HTML API: Avoid calling subclass method while internally scanning in Tag Processor.

After modifying tags in the HTML API, the Tag Processor backs up to before the tag being modified and then re-parses its attributes. This saves on the code complexity involved in applying updates, which have already been transformed to “lexical updates” by the time they are applied.

In order to do that, `::get_updated_html()` called `::next_tag()` to reuse its logic. However, as a public method, subclasses may change the behavior of that method, and the HTML Processor does just this. It maintains an HTML stack of open elements and when the Tag Processor calls this method to re-scan a tag and its attributes, it leads to a broken stack.

This commit replaces the call to `::next_tag()` with a more appropriate reapplication of its internal parsing logic to rescan the tag name and its attributes. Given the limited nature of what's occurring in `::get_updated_html()`, this should bring with it certain guarantees that no HTML structure is being changed (that structure will only be changed by subclasses like the HTML Processor).
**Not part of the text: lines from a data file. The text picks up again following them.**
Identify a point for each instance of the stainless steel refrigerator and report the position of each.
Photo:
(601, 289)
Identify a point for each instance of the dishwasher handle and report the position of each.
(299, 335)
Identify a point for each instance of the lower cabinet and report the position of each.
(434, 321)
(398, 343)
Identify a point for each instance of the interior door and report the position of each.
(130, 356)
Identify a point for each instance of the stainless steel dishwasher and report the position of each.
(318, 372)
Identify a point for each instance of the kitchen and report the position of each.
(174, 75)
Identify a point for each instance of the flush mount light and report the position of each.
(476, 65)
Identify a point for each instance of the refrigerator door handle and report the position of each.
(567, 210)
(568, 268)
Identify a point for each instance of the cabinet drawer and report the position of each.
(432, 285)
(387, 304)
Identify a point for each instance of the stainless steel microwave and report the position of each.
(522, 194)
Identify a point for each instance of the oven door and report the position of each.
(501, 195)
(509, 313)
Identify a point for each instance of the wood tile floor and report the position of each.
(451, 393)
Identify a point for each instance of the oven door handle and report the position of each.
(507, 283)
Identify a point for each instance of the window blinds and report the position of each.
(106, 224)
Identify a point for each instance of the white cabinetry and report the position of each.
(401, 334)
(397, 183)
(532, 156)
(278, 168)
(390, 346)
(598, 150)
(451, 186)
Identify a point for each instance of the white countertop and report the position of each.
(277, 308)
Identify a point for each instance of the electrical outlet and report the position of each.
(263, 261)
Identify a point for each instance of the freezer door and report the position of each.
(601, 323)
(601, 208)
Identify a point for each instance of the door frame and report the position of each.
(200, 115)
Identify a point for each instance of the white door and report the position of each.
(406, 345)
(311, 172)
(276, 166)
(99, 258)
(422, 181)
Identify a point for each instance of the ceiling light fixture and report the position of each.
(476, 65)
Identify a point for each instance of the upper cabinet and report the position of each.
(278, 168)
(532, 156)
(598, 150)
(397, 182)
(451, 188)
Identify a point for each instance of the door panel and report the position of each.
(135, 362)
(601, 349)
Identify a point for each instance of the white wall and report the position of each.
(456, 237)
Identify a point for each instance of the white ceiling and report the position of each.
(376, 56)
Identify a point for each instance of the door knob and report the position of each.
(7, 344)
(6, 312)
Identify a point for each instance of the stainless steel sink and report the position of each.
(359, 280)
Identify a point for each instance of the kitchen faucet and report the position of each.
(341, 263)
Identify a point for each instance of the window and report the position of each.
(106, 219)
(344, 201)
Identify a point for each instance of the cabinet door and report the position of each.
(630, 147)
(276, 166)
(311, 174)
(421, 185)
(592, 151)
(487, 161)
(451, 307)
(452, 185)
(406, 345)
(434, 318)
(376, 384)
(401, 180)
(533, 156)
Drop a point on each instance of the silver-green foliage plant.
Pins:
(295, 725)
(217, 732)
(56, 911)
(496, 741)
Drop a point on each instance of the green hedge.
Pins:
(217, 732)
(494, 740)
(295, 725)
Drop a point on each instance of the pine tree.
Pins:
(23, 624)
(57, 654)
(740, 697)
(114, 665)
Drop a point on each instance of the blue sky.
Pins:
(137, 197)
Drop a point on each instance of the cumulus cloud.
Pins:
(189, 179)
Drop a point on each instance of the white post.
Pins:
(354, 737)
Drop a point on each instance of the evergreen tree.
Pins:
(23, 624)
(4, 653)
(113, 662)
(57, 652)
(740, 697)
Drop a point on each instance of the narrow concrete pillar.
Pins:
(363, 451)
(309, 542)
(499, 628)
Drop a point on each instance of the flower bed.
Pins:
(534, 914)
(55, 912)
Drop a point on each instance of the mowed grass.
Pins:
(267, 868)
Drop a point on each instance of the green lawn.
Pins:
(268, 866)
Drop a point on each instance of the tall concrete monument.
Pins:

Follow-up to [56274], [56702].

Props dmsnell, zieladam, nicolefurlan.
Fixes #59607.
Built from https://develop.svn.wordpress.org/trunk@56941


git-svn-id: http://core.svn.wordpress.org/trunk@56452 1a063a9b-81f0-0310-95a4-ce76da25c4cd
This commit is contained in:
Sergey Biryukov 2023-10-16 14:01:27 +00:00
parent 09554030d4
commit 89a5bbb997
2 changed files with 17 additions and 15 deletions

View File

@ -2270,6 +2270,7 @@ class WP_HTML_Tag_Processor {
*
* @since 6.2.0
* @since 6.2.1 Shifts the internal cursor corresponding to the applied updates.
* @since 6.4.0 No longer calls subclass method `next_tag()` after updating HTML.
*
* @return string The processed HTML.
*/
@ -2303,24 +2304,25 @@ class WP_HTML_Tag_Processor {
* Rewind before the tag name starts so that it's as if the cursor didn't
* move; a call to `next_tag()` will reparse the recently-updated attributes
* and additional calls to modify the attributes will apply at this same
* location.
* location, but in order to avoid issues with subclasses that might add
* behaviors to `next_tag()`, the internal methods should be called here
* instead.
*
* It's important to note that in this specific place there will be no change
* because the processor was already at a tag when this was called and it's
* rewinding only to the beginning of this very tag before reprocessing it
* and its attributes.
*
* <p>Previous HTML<em>More HTML</em></p>
* ^ | back up by the length of the tag name plus the opening <
* \<-/ back up by strlen("em") + 1 ==> 3
* back up by the length of the tag name plus the opening <
* └←─┘ back up by strlen("em") + 1 ==> 3
*/
// Store existing state so it can be restored after reparsing.
$previous_parsed_byte_count = $this->bytes_already_parsed;
$previous_query = $this->last_query;
// Reparse attributes.
$this->bytes_already_parsed = $before_current_tag;
$this->next_tag();
// Restore previous state.
$this->bytes_already_parsed = $previous_parsed_byte_count;
$this->parse_query( $previous_query );
$this->parse_next_tag();
// Reparse the attributes.
while ( $this->parse_next_attribute() ) {
continue;
}
return $this->html;
}

View File

@ -16,7 +16,7 @@
*
* @global string $wp_version
*/
$wp_version = '6.4-beta4-56940';
$wp_version = '6.4-beta4-56941';
/**
* Holds the WordPress DB revision, increments when changes are made to the WordPress DB schema.